Children have a knack for raising serious, complicated or troubling subjects at moments like this, especially when you are on your way to school. Let’s see; how can you explain factors that contribute to societal violence, reassure your child about their personal safety and make sure they don’t forget their backpack while keeping the car rider drop off line moving smoothly?
Lots of suggestions have been provided on how to talk to your kid about mass shootings, school shootings, violence in the world and personal safety. But, it is hard to help them make sense of something that most adults have trouble understanding.
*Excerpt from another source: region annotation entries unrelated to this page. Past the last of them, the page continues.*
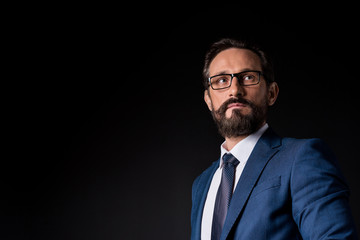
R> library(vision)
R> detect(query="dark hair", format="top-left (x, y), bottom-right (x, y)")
top-left (203, 38), bottom-right (274, 89)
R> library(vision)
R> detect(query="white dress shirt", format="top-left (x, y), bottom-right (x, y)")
top-left (201, 123), bottom-right (269, 240)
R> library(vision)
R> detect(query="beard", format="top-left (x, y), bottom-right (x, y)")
top-left (211, 98), bottom-right (268, 138)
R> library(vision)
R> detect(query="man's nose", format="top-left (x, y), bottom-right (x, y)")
top-left (229, 77), bottom-right (245, 97)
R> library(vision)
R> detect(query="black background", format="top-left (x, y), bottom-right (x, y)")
top-left (0, 3), bottom-right (360, 239)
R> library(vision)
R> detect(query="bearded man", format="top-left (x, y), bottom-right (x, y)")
top-left (191, 39), bottom-right (357, 240)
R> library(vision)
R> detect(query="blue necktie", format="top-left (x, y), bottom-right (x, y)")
top-left (211, 153), bottom-right (239, 240)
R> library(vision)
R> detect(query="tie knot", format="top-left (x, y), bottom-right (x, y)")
top-left (223, 153), bottom-right (240, 167)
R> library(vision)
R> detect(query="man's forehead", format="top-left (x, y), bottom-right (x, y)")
top-left (209, 48), bottom-right (261, 76)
So, what do you say to teenagers? You can certainly educate them about how to react in an emergency. But, really, your child is unlikely to ever have to deal with this kind of terrifying situation. They will, however, be informed by the media and social networks of every single violent incident that occurs all around the world (however rare they are in our neighborhoods). They will be taught to be fearful, suspicious and untrusting. With this in mind, I have a few suggestions that are about helping your kid be a better human rather than a more frightened one.
Be kind. Help your child understand that even little gestures and kindnesses can make a big difference in another person’s life; how they can “pay it forward.” School shooters are sad, lonely people who have given in to despair and hopelessness. People have ignored them or been cruel to them. To resort to that kind of violence, a person has to have lost hope and happiness and joy. A few are suffering from a mentally illness. In some ways, the rest of us have failed them (though this doesn’t mean killers don’t bear the responsibility for their actions). Talk to your kid about how to notice peers who are being harassed or who are left out. A simple greeting to someone who is often alone or mistreated can have a big impact (even if your child isn’t going to become their best friend). Encourage your kid to be brave and stand for treating others with kindness and compassion. It is very difficult, very important and requires real courage. We need more of these people in the world.
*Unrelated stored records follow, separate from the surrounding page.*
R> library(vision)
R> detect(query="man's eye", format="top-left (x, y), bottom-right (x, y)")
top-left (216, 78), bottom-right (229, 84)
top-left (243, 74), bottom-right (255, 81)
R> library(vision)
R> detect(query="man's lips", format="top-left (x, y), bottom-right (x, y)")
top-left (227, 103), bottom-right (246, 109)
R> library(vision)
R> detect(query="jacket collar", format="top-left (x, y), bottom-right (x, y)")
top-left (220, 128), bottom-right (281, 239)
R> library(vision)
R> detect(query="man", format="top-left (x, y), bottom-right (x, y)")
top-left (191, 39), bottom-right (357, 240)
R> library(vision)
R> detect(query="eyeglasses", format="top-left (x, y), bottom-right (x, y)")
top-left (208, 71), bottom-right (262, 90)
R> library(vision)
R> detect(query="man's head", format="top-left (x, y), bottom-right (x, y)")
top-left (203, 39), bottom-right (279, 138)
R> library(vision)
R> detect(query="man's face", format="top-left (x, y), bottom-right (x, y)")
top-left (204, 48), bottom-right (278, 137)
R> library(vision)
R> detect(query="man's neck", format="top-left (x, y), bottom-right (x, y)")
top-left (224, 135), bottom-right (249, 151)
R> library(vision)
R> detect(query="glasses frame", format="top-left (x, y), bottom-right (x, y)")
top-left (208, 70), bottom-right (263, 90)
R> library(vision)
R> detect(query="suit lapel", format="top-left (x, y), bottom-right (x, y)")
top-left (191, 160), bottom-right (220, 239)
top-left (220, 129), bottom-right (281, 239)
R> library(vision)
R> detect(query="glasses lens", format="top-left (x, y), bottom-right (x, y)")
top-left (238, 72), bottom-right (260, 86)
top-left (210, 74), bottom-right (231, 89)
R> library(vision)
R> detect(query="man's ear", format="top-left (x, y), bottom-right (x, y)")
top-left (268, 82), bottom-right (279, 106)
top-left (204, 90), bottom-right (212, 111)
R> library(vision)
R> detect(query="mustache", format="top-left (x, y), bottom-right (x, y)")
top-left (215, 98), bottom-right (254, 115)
Be Joyous. An antidote to the selfishness, despair and hopelessness in people who kill is to dedicate yourself to finding the joy in living and being a source of positivity and love in the world. Talk to your child about the kind of person they want to be. Devote as much time to tracking fun and joy, excitement and meaning in your kid’s life as you do to tracking their mistakes, areas in need of improvement and fulfilling responsibilities. Help them recognize the wonder and beauty in the world rather than only noticing the ugly side of humanity.
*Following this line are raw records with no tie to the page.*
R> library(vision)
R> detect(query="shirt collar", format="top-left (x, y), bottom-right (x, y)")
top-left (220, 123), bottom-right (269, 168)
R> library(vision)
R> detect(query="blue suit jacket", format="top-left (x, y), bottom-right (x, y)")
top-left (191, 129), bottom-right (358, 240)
Be Savvy. Finally, as every expert suggests, help your child be a savvy media consumer. Being thoughtful and considered about the news they hear is a first step. Help your kid appreciate how easy it can be to lose perspective when every bad thing that happens in the world is delivered 24/7 right to their cell phone. (That goes for us adults, too.) Immediate access to bad news from all over the planet through our electronic devices is likely to be one significant factor in the recent, dramatic rise in anxiety in children and adolescents. How many school shooting incidents have occurred compared to the total number of elementary, middle and high schools in the country? Any death, especially a violent one, is a tragedy. But that doesn’t mean violent death is happening all around you. You get the point.
Instead of just trying to prepare your child for the worst, consider using these events as a way to encourage them to take up the challenge of being the best version of themselves and to help others become the best version of themselves. Have your kid dedicate themselves to being a source of good in the world (and that may even bring some small measure of peace for the tragic deaths of the few victims of mass shootings).